In vivo exposure to apoptotic cells attenuates invasiveness of primary lung fibroblasts
We assessed whether in vivo exposure to apoptotic cells could decrease the invasive capacity of isolated lung fibroblasts and protect from BLM-induced pulmonary fibrosis . ApoJ cells were administered intratracheally two days after bleomycin (BLM) treatment and primary were fibroblasts were isolated at seven days after BLM treatment, which is when fibroblasts invasion peaks . In vivo ApoJ treatment reduced the BLM-induced invasion of isolated fibroblasts through Matrigel (Figure 7A). However, there was no change in invasive capacity of fibroblasts from mice treated with BLM and viable Jurkat (ViaJ) cells. Progressive lung fibrosis requires fibroblast differentiation into an invasive myofibroblast phenotype, which is characterized by hyaluronan synthase 2 (HAS2) and CD44 expression and coordinated expression of matrix metalloproteinases (MMPs) and inhibitors of MMP functions . In the present study, we investigated whether in vivo exposure to apoptotic cells suppresses the induction of HAS2, CD44, and MMPs in primary lung fibroblasts at seven days after BLM treatment. In vivo ApoJ administration inhibited BLM-induced increases in the mRNA levels of HAS and CD44, whereas viable cells had no effect (Figure 7B). Similarly, the BLM-induced mRNA up-regulation of MMPs that promote cell invasion, such as MMP9, MMP12, and MMP14, was reversed by in vivo administration of apoptotic cells. However, instillation of viable cells had little, if any, effect on mRNA abundances of these MMPs in primary lung fibroblasts. These data suggest that the presence of apoptotic cells in the lungs inhibits the invasive phenotype of activated lung fibroblasts through down-regulation of Has2 and CD44, as well as MMP9, MMP12, and MMP14.

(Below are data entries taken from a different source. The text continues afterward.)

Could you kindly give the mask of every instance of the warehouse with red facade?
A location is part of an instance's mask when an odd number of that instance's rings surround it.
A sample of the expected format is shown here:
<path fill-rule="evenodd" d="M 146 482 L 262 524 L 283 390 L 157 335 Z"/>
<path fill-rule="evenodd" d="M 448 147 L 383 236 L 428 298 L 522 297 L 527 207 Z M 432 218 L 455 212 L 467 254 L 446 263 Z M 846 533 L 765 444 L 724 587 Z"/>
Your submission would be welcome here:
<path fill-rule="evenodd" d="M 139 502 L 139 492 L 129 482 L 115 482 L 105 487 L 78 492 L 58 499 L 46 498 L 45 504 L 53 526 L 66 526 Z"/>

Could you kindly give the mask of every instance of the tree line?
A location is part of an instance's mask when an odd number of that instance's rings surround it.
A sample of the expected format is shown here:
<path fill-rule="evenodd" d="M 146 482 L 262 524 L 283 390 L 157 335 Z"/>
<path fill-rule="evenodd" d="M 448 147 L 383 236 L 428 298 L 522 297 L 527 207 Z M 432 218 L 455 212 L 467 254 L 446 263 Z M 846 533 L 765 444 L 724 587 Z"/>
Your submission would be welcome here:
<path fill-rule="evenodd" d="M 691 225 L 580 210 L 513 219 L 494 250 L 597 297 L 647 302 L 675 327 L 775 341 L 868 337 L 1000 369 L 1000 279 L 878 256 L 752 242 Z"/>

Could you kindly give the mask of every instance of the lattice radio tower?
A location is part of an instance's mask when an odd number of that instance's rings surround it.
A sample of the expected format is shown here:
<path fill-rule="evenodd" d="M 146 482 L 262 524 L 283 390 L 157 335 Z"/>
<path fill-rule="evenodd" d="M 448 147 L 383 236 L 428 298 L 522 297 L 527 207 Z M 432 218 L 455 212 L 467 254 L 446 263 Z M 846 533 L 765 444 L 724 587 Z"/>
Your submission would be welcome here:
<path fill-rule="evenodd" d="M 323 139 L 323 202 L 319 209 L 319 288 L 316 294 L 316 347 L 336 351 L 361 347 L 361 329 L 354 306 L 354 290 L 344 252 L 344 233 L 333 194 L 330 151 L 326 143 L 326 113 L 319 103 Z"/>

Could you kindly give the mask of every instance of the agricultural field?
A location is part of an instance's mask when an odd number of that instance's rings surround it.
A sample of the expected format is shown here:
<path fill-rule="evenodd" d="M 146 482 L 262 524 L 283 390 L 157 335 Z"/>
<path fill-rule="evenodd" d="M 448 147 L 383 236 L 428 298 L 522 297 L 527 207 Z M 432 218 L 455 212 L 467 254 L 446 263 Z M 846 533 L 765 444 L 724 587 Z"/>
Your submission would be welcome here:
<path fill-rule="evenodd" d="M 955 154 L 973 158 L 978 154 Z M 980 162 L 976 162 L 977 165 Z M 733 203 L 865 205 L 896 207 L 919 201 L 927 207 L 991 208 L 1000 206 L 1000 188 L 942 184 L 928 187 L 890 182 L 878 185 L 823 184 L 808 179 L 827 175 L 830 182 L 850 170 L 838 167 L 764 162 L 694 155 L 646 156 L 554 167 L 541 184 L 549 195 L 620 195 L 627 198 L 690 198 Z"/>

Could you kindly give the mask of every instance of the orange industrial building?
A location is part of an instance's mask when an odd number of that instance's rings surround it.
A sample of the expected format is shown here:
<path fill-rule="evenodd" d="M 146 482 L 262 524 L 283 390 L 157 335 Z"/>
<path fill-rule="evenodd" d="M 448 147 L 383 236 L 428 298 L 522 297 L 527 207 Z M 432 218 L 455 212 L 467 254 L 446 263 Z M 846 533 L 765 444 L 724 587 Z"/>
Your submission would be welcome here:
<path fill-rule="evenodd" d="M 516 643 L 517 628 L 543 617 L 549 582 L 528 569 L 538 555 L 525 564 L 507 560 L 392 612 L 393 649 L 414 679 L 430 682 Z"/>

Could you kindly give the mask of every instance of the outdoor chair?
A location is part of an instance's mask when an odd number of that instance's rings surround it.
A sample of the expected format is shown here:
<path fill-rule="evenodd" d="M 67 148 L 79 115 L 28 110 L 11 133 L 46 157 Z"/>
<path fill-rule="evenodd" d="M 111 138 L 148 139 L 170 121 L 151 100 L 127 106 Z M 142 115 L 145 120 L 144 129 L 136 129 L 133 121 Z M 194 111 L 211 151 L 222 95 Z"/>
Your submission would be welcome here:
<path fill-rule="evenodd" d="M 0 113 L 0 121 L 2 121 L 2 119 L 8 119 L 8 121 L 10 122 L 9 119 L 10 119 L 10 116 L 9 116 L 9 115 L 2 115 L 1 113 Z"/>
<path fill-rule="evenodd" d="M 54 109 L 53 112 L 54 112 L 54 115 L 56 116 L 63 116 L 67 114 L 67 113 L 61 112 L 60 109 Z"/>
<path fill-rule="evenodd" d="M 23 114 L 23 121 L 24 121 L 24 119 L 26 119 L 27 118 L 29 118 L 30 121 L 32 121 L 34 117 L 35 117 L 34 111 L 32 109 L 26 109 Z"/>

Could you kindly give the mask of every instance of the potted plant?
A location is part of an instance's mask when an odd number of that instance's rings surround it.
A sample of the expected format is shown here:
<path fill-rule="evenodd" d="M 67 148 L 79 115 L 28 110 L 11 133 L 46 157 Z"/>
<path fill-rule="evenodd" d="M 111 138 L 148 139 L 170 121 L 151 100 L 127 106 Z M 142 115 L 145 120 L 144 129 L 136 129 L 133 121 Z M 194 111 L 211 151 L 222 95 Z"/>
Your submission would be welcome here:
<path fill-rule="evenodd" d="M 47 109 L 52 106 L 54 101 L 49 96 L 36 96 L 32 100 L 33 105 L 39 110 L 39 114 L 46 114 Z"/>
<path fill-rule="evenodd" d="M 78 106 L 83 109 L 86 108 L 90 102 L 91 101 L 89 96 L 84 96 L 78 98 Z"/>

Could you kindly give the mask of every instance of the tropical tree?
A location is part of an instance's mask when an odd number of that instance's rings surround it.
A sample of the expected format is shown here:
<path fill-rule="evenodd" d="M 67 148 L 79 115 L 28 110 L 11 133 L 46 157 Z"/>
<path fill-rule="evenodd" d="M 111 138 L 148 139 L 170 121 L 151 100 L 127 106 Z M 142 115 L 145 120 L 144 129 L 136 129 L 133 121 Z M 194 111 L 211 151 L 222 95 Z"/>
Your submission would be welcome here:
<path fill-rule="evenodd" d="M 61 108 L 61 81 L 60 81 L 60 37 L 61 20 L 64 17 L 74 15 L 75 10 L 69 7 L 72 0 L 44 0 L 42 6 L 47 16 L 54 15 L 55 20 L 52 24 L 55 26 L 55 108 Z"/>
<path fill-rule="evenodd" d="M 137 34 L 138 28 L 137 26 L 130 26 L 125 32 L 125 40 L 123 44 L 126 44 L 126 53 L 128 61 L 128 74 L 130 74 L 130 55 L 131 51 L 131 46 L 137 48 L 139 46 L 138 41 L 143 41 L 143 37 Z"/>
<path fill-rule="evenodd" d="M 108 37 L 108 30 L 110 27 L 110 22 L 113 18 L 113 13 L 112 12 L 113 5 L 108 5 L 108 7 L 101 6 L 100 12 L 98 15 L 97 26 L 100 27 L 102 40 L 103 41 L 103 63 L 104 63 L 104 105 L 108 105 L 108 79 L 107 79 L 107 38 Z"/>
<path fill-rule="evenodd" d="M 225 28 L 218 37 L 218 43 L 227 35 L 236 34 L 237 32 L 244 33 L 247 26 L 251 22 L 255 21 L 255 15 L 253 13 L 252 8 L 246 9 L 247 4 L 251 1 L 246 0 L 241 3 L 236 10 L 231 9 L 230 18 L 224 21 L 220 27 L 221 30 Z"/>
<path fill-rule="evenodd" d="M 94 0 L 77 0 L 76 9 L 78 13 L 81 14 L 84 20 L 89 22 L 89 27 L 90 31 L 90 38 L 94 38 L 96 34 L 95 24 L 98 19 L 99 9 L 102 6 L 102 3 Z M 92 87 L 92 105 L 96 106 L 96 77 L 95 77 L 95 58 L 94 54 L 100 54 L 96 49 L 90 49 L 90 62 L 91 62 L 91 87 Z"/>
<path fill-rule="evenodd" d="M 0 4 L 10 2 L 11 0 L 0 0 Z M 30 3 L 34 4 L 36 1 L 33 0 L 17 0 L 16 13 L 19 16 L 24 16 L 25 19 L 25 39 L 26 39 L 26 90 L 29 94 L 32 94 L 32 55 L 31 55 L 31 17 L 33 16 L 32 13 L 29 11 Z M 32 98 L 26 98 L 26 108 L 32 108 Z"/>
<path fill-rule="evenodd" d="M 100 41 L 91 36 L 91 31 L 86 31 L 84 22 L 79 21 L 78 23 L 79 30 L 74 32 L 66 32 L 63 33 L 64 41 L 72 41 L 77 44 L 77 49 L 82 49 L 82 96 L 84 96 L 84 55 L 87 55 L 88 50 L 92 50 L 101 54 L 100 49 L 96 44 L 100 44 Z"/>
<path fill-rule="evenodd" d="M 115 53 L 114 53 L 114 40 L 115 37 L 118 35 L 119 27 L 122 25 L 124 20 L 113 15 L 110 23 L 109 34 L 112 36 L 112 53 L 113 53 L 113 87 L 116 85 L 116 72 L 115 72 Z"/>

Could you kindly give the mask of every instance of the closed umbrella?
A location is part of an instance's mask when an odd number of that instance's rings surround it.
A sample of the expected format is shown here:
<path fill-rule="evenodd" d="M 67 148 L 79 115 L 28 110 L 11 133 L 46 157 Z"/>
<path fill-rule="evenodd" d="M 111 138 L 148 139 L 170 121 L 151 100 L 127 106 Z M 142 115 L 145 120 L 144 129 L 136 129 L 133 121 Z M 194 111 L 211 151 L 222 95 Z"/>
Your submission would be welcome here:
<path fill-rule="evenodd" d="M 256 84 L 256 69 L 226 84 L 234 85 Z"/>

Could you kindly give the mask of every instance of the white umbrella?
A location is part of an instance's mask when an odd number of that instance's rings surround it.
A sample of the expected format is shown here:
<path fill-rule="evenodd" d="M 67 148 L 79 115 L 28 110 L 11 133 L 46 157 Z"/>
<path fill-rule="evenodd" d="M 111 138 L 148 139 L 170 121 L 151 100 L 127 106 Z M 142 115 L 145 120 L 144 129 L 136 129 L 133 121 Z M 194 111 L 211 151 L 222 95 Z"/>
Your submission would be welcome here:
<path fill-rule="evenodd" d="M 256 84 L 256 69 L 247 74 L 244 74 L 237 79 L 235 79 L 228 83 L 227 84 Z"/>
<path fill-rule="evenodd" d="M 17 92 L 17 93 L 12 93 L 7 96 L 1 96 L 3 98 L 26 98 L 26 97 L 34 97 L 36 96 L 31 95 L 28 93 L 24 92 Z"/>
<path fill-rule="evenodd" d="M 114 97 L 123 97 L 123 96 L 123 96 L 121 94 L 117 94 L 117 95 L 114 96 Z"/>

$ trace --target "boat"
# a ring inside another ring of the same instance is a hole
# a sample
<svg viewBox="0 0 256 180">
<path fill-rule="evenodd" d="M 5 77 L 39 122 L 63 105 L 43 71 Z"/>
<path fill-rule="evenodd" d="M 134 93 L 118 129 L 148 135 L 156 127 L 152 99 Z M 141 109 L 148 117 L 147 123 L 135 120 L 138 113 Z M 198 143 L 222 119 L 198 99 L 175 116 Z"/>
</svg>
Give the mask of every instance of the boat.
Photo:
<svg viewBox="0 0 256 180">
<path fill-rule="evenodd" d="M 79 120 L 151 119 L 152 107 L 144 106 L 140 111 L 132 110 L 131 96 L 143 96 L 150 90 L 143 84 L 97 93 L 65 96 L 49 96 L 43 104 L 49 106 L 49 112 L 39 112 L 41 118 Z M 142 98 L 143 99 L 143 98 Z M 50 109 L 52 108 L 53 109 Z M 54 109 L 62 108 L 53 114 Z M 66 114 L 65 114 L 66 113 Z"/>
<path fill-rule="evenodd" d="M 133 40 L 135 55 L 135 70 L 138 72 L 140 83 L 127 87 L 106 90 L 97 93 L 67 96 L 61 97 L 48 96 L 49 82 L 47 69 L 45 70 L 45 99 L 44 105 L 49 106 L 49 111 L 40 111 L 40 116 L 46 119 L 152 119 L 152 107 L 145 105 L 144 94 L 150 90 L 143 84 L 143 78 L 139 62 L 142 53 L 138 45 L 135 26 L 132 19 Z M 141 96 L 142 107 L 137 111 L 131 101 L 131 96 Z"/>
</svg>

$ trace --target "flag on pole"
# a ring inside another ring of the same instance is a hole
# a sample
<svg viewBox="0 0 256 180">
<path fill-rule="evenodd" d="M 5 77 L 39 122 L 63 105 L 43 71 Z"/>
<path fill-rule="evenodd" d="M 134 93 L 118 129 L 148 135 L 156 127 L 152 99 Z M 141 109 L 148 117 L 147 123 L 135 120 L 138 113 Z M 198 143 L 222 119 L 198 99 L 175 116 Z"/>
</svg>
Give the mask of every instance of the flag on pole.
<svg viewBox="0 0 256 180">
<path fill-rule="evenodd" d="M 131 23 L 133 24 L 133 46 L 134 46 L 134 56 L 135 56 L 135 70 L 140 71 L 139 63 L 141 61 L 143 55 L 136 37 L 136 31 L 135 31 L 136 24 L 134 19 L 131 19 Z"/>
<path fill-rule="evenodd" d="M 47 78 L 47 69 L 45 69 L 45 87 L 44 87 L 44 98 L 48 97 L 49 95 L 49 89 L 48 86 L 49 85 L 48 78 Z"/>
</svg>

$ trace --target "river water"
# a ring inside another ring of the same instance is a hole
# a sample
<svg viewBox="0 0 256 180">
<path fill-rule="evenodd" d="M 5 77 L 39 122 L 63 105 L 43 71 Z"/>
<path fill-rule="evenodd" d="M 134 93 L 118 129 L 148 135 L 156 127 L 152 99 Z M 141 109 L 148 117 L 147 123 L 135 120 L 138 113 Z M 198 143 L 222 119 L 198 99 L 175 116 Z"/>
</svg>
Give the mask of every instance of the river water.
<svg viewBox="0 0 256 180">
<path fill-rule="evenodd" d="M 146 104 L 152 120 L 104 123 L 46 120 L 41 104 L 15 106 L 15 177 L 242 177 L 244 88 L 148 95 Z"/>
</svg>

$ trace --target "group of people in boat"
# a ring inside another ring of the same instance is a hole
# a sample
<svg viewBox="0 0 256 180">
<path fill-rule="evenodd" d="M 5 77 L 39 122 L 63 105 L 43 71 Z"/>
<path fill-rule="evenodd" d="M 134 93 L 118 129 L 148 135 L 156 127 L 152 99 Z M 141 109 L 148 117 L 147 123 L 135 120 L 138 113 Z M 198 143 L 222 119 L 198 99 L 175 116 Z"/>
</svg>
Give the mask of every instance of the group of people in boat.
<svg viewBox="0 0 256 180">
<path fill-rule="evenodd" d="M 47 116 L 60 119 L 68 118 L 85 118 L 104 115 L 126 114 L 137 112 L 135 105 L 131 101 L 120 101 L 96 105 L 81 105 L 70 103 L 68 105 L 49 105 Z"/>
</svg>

Figure 7: Apoptotic cell instillation suppresses invasiveness of primary lung fibroblasts and the expression of genes involved in invasion. Two days after bleomycin (BLM) treatment, lungs were instilled with saline alone (Sal), viable Jurkat cells (ViaJ), or apoptotic Jurkat cells (ApoJ) intratracheally. Mice were euthanized at 7 days following BLM treatment. (A and B) Primary mouse fibroblasts were isolated from murine lungs. (A) The cells were visualized by phase-contrast microscopy to analyze their invasive ability using Matrigel-coated Transwell. Scale bar: 100 μm. right side: The invaded cells were quantified by counting the number of cells adhering to the bottom surface of the upper chamber. (B) mRNA expression profiles of hyaluronan synthase 2 (HAS2), CD44, MMP9, MMP12, and MMP14 in lung fibroblasts from each group was analyzed by real-time PCR. Values represent the mean ± s.e.m. of three independent experiments. *P < 0.05 compared with control; +P < 0.05 as indicated. (C) Selected heat maps showing differentially expressed genes for cell-cell/matrix adhesion (C, left panel) and ECM remodeling (C, middle and right panels) between BLM+ViaJ group and BLM+ApoJ group, with red indicating increased expression and green representing decreased expression versus the ViaJ control (P < 0.05, fold change > 2).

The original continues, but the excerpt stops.